Questo libro non è probabilmente all’altezza delle conferenze e dell’ingegno di Krastev, il quale ha abituato i suoi follower a ben altri livelli di profondità, così capaci di costituire un esempio e un continuo oggetto di stimolazione intellettuale. Ma esso risulta estremamente prezioso per il lettore italiano per diversi motivi. Prima di tutto, esso costituisce una prospettiva di analisi dall’est Europa. Gli italiani sono stati interessati all’altra parte dell’Adriatico solo sin tanto che i paesi dall’altra parte dello stagno erano potenziali clienti di un nascente interesse nazionale, naturalmente sparito sia dalla storia sia dai media nel post-45. Uscendo da una logica di interesse politico e lasciando una residua logica di potenza all’iniziativa privata, l’Italia ha stabilito che l’Est Europa non è sostanzialmente di alcun interesse, ancorandosi fiduciosamente all’alleanza occidentale anche in casi di clamoroso fiasco (e questo può anche avere un senso). Sta di fatto che se si facesse un sondaggio, credo che ben pochi italiani sappiano chi sono i primi ministri dei principali paesi dell’Est Europa, ammesso e non concesso che sappia quali politiche attuino e perché. Un paese come la Polonia, così importante per gli USA, è percepito più lontano del sud Sahara che, almeno in termini geografici, rimane pur sempre distante dall’Italia rispetto alla Polonia.
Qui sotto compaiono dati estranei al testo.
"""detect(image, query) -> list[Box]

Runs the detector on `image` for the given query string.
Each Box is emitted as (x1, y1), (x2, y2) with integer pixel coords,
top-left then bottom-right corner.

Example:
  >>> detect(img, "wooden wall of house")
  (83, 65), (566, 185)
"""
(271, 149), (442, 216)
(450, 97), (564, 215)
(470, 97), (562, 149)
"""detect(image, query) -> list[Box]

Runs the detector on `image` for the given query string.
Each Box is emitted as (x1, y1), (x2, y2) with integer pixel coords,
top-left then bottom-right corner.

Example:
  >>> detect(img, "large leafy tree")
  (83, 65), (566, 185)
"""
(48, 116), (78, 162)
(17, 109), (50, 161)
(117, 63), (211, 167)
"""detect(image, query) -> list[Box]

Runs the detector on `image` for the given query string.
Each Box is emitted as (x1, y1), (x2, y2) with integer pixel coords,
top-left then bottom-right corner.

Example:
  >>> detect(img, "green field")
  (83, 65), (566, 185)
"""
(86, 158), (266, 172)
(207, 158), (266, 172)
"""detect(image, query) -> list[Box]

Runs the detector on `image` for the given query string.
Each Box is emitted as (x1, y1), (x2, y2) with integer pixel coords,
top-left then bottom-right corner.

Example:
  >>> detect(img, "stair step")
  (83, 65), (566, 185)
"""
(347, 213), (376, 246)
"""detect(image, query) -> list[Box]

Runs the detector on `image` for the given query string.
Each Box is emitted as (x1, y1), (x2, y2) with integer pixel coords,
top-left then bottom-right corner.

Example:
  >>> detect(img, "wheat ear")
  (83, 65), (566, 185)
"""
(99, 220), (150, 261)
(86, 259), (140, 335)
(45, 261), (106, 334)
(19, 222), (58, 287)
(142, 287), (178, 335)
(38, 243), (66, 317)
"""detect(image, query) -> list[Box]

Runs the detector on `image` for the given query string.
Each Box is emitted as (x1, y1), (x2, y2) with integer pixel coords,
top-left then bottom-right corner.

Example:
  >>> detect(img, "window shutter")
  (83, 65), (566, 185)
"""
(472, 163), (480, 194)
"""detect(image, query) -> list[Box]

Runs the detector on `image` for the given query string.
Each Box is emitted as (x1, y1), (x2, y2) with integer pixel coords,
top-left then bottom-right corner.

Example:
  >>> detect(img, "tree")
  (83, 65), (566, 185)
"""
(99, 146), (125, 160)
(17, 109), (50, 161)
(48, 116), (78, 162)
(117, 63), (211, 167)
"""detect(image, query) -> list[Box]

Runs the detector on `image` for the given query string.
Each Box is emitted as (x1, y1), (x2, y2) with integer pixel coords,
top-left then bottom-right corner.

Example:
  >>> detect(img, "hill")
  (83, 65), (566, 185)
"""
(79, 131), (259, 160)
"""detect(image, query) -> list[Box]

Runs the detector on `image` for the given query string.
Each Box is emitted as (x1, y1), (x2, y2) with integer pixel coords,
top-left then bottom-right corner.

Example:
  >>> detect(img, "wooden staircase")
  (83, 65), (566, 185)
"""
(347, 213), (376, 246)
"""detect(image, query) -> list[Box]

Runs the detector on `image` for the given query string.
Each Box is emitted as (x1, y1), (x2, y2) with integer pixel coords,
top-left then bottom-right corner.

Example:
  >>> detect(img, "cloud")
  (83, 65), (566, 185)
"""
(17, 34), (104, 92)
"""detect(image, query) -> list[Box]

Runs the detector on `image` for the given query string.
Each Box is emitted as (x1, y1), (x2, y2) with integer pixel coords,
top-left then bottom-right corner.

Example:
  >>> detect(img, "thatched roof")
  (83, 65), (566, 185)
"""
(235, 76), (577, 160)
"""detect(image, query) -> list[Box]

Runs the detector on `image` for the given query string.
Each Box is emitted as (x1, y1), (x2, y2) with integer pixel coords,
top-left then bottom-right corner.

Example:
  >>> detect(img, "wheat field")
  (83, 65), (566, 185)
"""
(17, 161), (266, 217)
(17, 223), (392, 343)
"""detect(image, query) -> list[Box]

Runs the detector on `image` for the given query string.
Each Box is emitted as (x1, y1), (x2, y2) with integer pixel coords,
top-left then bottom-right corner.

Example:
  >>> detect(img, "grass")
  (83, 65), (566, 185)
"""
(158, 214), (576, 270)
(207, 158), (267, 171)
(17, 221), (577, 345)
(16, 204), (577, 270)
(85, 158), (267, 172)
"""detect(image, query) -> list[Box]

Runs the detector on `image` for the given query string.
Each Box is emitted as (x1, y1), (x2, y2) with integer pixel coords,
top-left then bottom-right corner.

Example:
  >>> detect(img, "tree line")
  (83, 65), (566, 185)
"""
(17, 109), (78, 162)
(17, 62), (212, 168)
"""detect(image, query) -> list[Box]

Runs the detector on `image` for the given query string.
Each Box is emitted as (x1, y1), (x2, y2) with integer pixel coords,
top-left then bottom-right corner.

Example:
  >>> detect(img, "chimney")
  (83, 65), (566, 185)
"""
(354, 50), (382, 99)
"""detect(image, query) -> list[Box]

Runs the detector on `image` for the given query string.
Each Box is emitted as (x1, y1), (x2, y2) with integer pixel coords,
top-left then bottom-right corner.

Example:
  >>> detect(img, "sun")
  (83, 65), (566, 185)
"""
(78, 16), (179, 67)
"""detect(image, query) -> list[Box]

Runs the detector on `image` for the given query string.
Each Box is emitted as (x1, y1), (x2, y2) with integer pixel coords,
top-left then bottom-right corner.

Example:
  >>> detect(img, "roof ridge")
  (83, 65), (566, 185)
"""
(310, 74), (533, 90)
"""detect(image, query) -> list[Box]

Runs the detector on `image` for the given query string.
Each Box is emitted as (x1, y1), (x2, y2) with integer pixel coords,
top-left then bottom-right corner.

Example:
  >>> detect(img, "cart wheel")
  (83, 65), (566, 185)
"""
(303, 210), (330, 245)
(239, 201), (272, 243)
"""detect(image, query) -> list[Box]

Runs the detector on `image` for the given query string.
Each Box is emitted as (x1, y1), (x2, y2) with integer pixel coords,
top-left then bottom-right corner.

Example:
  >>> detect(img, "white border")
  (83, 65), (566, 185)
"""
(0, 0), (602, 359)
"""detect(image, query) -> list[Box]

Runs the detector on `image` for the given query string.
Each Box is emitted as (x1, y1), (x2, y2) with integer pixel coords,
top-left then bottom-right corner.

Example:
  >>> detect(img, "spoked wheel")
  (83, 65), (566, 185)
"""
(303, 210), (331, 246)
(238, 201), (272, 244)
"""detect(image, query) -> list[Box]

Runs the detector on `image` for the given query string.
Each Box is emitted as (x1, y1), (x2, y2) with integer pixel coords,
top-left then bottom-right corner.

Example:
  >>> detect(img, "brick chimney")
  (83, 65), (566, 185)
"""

Da bulgaro, Krastev aiuta un lettore dell’ovest Europa a farsi un’idea della percezione degli stessi problemi in modo diverso e attraverso uno stile argomentativo estremamente penetrante e originale. Egli affronta le principali sfide all’Unione Europea in modo sufficiente, anche se sarebbe stato interessante avere analisi di maggiore dettaglio e profondità. Si tratta obiettivamente di un libro non pensato per portare tesi definitive sull’argomento ma solo delle intuizioni e spunti di riflessione che, comunque, risultano sempre stimolanti. Il libro non è tradotto in italiano (ancora?): After Europe è scritto in un inglese molto scorrevole, chiaro e abbordabile anche a chi ha una competenza linguistica non particolarmente elevata ma sufficiente. Una lettura intelligente, che si esaurisce in poche ore, in un mondo come il nostro, un fatto che non può che essere apprezzabile data la natura di questo saggio-pamphlet.
Ivan Krastev
After Europe
University of Pennsylvania Press
Pagine: 120.
[1] Krastev lo dice in varie conferenze non senza una certa ironia.